Dr. Savory was a self-made man, an immigrant to the U.S. from British colonial Guiana who completed undergraduate studies and earned a medical degree at McGill University in Montreal by 1919 at age 30.After finishing at the top of his class in medical school at McGill, Savory returned to the U.S. and went into practice in 1920 with perhaps America's first African-American radiologist, Clilan Bethan (C.B.) Powell, M.D., variously listed as a son or grandson of former slaves, who was born in Virginia in the Jim Crow South in 1894. Powell later purchased an estate of his own in Briarcliff Manor where he died in 1977.
Dr. Philip Maxwell Hugh Savory is shown in an undated photo.

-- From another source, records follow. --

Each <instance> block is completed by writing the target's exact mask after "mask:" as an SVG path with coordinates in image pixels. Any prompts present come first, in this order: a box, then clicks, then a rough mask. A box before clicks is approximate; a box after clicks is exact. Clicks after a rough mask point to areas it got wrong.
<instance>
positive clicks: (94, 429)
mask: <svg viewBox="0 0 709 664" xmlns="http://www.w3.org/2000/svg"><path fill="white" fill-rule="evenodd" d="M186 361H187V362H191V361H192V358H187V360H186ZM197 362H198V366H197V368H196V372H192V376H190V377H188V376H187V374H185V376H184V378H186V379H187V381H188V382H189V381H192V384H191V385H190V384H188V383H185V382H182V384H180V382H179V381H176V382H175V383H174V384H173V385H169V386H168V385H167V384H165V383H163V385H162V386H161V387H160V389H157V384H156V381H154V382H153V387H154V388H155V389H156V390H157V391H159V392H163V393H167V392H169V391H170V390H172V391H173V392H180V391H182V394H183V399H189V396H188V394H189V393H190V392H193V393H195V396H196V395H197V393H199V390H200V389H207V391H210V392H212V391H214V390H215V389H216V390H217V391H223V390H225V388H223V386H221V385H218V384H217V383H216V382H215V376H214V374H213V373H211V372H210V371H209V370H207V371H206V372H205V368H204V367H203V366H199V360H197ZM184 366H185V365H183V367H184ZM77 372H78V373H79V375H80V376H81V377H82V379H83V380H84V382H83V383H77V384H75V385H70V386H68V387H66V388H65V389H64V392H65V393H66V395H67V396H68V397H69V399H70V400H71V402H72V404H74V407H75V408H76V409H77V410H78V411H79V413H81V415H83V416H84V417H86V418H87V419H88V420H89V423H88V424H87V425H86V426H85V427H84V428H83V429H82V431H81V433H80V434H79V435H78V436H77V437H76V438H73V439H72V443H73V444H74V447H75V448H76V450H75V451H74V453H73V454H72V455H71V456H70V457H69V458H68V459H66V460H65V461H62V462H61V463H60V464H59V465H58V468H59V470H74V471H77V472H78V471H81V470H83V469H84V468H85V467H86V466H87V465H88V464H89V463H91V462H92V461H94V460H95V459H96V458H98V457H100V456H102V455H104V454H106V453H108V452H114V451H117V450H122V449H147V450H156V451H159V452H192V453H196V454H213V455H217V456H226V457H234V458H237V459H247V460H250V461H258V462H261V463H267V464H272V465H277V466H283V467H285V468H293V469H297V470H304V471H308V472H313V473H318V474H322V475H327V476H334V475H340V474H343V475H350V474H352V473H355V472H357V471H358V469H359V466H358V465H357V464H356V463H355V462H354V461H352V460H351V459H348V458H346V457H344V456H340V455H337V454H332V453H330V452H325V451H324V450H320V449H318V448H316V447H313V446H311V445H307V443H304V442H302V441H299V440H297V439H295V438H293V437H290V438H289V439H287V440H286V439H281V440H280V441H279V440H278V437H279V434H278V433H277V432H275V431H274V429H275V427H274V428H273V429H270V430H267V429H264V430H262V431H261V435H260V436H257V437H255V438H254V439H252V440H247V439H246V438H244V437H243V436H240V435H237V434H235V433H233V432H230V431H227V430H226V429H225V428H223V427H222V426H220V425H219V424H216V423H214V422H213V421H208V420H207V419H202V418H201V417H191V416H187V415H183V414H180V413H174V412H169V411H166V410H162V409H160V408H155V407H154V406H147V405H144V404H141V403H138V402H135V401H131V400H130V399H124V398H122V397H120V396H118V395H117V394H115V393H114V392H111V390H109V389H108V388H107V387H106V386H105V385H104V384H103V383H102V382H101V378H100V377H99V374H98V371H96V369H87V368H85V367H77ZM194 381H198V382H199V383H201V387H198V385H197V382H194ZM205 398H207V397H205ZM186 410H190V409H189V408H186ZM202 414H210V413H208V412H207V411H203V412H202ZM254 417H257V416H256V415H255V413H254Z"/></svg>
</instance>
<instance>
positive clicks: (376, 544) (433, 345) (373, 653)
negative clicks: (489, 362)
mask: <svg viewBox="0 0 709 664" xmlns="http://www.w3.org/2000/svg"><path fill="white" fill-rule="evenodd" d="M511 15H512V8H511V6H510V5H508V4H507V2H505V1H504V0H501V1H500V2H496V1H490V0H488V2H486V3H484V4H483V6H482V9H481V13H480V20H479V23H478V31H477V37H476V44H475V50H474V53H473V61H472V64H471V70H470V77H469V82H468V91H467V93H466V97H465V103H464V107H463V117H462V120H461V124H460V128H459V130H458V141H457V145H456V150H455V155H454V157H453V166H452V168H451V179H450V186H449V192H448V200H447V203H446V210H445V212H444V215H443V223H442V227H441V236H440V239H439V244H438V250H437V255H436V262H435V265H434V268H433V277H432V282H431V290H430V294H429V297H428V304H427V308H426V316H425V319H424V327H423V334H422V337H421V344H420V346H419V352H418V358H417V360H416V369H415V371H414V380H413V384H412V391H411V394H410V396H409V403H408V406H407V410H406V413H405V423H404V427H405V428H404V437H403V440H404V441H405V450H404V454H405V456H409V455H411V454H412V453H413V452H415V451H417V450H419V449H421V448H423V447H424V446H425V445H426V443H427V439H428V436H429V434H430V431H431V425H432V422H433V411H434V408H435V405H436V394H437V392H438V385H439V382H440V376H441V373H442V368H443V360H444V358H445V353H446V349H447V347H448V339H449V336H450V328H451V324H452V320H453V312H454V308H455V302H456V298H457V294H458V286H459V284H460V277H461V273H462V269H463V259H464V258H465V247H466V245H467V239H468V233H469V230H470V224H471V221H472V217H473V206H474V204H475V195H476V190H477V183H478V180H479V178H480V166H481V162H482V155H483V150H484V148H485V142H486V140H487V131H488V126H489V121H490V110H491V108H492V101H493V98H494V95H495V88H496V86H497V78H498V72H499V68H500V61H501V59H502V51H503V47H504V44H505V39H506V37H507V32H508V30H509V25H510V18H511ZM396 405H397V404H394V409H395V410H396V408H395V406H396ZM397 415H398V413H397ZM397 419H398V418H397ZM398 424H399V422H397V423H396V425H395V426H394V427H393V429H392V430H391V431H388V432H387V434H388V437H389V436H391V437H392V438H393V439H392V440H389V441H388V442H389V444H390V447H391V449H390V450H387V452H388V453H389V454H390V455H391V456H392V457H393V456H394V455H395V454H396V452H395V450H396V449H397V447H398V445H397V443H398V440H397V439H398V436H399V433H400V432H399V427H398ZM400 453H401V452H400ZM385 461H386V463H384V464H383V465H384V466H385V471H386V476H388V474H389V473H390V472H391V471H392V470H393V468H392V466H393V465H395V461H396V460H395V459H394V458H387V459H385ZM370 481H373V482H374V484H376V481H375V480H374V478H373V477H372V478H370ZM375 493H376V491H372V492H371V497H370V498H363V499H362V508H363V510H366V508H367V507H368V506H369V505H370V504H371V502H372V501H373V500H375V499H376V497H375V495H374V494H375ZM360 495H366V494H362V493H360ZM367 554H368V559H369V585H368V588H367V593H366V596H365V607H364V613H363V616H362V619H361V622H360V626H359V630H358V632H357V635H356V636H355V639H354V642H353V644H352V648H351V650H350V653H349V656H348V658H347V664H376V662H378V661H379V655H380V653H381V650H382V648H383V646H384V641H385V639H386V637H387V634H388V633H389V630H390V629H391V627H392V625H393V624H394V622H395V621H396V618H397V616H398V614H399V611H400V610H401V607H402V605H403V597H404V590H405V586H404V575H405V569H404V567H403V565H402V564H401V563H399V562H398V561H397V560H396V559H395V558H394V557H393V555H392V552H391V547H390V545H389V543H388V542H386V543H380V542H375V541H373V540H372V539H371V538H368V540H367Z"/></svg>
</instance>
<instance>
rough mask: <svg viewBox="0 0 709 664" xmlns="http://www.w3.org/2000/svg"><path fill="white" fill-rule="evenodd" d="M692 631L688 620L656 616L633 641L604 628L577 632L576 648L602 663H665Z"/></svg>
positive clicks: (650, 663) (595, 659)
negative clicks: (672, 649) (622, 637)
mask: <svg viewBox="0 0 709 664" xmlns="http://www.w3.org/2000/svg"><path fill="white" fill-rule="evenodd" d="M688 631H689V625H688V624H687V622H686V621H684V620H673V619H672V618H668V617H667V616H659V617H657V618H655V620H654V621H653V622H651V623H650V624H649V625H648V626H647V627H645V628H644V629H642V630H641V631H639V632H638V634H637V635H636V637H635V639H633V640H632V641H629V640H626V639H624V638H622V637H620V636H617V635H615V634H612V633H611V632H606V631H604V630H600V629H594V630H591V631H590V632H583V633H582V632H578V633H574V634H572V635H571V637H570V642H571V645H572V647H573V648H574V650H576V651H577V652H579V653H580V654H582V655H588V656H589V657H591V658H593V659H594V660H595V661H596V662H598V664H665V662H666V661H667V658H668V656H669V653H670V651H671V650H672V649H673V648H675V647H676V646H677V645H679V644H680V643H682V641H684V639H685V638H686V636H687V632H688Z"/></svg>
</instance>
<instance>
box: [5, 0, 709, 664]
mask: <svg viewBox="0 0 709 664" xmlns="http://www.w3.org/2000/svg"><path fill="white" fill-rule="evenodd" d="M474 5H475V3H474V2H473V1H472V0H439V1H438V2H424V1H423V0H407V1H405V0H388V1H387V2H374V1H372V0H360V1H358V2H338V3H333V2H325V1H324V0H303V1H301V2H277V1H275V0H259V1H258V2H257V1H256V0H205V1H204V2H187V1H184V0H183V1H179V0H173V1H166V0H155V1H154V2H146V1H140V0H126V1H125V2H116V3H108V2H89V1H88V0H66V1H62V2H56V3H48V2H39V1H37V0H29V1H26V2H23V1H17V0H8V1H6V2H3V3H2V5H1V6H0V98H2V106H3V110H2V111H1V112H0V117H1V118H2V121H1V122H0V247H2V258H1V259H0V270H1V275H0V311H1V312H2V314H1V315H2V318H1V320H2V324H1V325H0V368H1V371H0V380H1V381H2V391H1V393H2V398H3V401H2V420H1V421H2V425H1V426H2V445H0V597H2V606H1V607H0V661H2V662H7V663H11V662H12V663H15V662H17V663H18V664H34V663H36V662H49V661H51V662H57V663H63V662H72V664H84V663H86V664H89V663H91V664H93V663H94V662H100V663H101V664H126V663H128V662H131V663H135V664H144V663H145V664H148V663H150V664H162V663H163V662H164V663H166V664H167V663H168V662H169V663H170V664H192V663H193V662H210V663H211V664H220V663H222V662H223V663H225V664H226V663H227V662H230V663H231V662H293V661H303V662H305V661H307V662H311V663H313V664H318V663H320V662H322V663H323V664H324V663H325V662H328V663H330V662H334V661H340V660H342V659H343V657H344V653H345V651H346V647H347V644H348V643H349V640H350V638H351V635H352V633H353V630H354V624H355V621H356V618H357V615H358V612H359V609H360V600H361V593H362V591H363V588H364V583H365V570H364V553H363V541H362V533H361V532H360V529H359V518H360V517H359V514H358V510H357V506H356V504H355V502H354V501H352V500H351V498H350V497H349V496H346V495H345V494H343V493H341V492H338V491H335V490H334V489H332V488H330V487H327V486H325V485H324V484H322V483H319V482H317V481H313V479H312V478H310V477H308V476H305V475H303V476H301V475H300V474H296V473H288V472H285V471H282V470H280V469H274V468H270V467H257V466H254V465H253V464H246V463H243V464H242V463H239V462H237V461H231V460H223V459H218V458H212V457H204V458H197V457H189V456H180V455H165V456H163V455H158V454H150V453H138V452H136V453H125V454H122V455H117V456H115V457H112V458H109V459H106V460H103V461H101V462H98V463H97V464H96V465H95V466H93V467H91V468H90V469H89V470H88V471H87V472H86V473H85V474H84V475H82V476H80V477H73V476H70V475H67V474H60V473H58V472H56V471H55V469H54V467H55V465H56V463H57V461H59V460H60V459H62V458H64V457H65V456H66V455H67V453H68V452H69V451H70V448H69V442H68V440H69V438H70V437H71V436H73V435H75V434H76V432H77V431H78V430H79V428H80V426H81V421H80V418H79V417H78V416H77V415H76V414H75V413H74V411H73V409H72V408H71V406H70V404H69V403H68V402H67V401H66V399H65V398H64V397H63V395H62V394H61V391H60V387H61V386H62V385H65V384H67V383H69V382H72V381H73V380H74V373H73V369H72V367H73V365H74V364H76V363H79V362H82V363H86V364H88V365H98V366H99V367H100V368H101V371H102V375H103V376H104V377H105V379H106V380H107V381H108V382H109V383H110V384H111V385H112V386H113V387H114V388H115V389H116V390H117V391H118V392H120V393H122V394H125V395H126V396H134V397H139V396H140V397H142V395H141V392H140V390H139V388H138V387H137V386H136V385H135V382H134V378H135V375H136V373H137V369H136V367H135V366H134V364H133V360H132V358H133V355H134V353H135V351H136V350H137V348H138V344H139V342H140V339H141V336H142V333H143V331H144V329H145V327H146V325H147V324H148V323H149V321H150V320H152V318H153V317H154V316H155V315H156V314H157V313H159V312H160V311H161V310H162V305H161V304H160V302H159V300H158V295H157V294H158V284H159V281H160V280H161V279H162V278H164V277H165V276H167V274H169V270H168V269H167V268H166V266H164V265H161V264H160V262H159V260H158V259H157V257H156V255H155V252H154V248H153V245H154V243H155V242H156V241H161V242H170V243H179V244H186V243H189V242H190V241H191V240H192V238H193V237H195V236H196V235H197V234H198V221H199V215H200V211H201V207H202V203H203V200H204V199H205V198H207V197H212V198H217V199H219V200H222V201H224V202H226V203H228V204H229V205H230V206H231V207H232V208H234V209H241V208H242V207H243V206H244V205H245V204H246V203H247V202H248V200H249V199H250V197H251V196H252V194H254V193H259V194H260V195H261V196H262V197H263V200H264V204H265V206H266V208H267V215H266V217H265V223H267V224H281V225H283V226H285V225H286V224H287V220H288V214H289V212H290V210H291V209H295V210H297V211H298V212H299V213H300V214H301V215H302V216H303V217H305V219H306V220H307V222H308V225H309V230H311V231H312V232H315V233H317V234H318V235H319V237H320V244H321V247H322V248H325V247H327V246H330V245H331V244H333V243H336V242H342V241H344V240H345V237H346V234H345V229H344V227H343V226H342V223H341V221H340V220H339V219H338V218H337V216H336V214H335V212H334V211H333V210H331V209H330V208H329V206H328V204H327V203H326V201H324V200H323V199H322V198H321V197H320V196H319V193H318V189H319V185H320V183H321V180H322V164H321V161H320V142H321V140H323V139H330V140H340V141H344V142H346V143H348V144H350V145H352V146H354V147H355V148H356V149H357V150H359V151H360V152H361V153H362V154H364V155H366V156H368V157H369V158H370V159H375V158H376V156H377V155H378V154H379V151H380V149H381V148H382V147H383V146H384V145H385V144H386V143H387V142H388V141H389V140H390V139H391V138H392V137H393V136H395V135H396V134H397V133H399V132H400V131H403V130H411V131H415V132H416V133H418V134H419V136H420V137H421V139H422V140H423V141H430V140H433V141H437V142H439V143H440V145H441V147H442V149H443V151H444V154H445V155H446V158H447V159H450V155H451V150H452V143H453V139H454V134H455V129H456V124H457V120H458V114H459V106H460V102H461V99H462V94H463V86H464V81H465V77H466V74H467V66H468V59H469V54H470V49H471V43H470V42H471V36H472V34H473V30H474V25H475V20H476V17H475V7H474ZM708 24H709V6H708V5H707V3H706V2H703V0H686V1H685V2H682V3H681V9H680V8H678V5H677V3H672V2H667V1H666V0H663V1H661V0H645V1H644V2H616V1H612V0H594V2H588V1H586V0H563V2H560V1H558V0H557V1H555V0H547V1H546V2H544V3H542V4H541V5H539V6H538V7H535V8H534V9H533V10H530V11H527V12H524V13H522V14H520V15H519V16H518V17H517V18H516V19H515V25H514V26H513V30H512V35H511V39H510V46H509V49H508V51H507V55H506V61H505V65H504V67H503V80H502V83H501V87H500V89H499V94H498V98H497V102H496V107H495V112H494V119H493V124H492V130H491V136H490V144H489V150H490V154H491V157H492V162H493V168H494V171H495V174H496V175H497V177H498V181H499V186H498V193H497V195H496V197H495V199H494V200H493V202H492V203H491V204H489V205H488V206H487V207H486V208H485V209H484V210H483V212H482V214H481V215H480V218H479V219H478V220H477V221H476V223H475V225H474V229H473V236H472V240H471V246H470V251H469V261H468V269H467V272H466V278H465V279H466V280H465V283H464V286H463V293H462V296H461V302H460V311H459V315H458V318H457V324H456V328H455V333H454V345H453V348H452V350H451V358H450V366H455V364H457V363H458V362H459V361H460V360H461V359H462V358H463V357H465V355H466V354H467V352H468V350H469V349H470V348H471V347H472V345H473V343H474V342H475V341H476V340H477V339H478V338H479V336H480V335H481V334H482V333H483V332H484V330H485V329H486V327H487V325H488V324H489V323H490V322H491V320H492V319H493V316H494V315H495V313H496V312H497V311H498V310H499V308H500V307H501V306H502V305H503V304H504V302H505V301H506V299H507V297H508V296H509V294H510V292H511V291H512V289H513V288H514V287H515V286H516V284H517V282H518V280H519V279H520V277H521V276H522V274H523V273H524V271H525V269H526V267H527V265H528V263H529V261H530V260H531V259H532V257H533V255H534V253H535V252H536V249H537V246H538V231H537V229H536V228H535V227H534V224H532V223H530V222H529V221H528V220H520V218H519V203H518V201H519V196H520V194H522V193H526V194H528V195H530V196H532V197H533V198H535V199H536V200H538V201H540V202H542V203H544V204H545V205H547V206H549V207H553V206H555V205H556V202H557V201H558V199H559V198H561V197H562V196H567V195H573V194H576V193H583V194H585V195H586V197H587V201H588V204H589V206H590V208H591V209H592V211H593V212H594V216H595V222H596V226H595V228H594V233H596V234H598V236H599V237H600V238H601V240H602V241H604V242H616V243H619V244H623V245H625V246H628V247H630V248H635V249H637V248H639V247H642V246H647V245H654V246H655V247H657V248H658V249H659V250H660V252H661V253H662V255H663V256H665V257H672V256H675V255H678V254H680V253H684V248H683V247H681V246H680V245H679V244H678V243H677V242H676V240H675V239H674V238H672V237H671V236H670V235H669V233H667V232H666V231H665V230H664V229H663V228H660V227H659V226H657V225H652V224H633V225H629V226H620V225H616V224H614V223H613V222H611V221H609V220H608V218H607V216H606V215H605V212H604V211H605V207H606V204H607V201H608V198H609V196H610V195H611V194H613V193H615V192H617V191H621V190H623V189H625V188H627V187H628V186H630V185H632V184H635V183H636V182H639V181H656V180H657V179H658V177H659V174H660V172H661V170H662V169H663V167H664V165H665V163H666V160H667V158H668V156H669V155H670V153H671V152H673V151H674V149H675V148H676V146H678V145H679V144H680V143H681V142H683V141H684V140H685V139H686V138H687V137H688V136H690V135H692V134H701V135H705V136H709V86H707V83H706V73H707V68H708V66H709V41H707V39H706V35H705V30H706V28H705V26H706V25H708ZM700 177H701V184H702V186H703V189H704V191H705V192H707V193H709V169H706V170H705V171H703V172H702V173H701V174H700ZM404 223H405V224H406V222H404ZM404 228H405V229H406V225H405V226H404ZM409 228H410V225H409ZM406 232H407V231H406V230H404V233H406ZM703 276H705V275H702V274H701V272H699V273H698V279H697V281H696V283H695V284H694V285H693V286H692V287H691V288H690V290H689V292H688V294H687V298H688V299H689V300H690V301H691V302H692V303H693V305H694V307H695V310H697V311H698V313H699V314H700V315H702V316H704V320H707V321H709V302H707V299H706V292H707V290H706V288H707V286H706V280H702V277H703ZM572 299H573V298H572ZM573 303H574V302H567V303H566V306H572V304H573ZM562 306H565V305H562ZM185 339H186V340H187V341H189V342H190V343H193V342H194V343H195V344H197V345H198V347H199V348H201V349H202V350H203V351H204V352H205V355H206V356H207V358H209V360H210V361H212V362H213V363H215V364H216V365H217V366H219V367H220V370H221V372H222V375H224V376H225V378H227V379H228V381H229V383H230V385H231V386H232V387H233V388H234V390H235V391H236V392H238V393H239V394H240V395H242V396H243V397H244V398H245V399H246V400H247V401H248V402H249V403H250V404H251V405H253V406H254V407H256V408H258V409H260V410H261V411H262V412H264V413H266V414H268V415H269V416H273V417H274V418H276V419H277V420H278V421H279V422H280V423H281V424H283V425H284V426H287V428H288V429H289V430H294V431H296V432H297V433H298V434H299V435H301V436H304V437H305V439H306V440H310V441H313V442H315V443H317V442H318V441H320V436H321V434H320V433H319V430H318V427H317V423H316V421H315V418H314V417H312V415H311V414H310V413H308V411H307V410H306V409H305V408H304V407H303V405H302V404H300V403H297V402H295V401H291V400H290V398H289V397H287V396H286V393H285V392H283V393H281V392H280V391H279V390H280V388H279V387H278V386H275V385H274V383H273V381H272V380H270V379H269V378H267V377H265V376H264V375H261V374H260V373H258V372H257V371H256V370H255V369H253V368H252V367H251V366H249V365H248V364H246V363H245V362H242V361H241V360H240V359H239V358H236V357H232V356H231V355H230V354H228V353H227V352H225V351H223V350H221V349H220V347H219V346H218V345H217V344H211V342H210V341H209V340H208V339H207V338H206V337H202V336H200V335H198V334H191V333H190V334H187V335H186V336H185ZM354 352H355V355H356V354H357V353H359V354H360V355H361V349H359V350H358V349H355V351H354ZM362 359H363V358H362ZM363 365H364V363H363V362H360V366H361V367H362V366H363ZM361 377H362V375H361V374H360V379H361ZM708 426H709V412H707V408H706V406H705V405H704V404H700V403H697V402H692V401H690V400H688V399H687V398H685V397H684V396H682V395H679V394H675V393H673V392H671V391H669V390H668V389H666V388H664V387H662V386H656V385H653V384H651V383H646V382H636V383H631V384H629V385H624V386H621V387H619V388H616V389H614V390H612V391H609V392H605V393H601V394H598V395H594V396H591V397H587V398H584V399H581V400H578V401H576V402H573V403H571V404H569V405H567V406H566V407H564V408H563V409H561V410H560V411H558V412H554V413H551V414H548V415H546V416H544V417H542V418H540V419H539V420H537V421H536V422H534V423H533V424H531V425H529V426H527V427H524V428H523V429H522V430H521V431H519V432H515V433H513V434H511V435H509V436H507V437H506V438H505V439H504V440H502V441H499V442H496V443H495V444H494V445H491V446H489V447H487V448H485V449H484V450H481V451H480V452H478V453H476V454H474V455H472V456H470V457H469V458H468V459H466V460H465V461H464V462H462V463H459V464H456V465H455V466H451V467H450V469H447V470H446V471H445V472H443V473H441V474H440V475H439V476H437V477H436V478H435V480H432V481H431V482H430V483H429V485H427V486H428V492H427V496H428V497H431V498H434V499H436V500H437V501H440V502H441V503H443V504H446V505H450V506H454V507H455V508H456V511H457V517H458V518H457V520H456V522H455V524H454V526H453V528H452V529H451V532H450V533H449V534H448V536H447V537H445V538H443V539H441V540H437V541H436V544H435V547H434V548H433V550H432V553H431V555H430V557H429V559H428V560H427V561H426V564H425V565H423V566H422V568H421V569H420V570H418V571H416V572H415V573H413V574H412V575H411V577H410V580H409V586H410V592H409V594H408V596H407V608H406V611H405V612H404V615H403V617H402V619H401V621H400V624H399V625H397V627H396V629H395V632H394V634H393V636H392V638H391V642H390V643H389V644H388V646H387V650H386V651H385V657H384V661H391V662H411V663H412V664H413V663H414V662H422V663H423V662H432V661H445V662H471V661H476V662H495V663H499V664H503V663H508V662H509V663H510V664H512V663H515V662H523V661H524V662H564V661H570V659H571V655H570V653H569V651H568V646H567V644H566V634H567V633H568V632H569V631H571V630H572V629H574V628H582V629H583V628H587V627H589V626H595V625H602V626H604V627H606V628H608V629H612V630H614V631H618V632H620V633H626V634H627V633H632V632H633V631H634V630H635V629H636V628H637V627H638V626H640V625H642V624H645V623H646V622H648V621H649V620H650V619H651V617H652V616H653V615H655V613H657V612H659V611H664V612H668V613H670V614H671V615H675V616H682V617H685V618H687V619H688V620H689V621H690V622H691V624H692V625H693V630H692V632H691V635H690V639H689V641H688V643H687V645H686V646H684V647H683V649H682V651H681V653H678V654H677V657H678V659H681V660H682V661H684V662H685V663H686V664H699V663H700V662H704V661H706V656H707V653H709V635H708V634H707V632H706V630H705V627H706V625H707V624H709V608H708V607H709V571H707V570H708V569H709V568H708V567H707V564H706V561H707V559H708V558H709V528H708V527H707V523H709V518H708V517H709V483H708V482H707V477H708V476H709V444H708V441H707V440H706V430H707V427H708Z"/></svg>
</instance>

(Photo courtesy Journal of the National Medical Association)
The newspaper experience would pay dividends.
In 1933, Savory and Powell, in a partnership formalized as the Powell Savory Corporation, purchased and revived the failed Victory Mutual Life Insurance Company of Chicago. On Christmas Eve 1935 the pair bought the Harlem-based New York Amsterdam News, a weekly Black issues-focused newspaper, for $5,000 (about $100,000 today).
Their ownership proved a remarkable success. They built the paper's circulation to 100,000 with between 75 and 100 employees.
Savory was listed as co-publisher of the Amsterdam News -- with Powell, and served as president and chairman of Victory Mutual Life. The partners also founded Community Personal Finance Corp., which like Victory Mutual focused on serving the needs of the under-served Black community.
Savory also served as treasurer of Powell Savory Corp.'s Community Personal Finance and president of the National Association of Life Insurance Medical Examiners.
Powell bought out Savory's share of the Amsterdam News from Savory's widow Gladys after his longtime business partner's death in 1965. Powell sold the paper outright and retired in 1971.
The Savorys sold Craig Anel to the newly independent (Oct. 1, 1960) former British colony of Nigeria in June, 1961. Philip and his wife moved to 1 Washington Square Village in Manhattan, directly across West 3rd Street from New York University medical facilities and a block from Washington Square Park. Savory was chronically ill from 1960 or earlier until his death and required easily accessible medical care on a regular basis.
Gladys, Savory's widow, was his only survivor.
Savory served as a deacon at Madison Avenue Baptist Church, 129 Madison Avenue, Manhattan, some 75 blocks south of his city home at 119 West 131st St., and played a prominent role in the political life of the Democratic Party, as did his business partner, Powell.
Upon its purchase for $234,000 ($2.2 million today) by the Nigerian government, Craig Anel became the official residence of Nigeria's permanent representative to the United Nations and has retained that role ever since.
In 2022, the Nigerian government began the process of renovating/restoring the property for the first time in the six decades since it purchased the estate. In 2009, Nigerian sources reported that preliminary estimates costs of repair for the estate neared $17 million, but no work was apparently done at that time.
The 2022 advertisement stated that the proposed work would include the main house, guest house, service quarters, squad court, greenhouse, sauna, tennis court and swimming pool as well as landscaping and road work.
I used to marvel at the eggplant-complected chauffeur tooling down Gracemere Road in the bigMercedes limousine. Quite a sight at the time.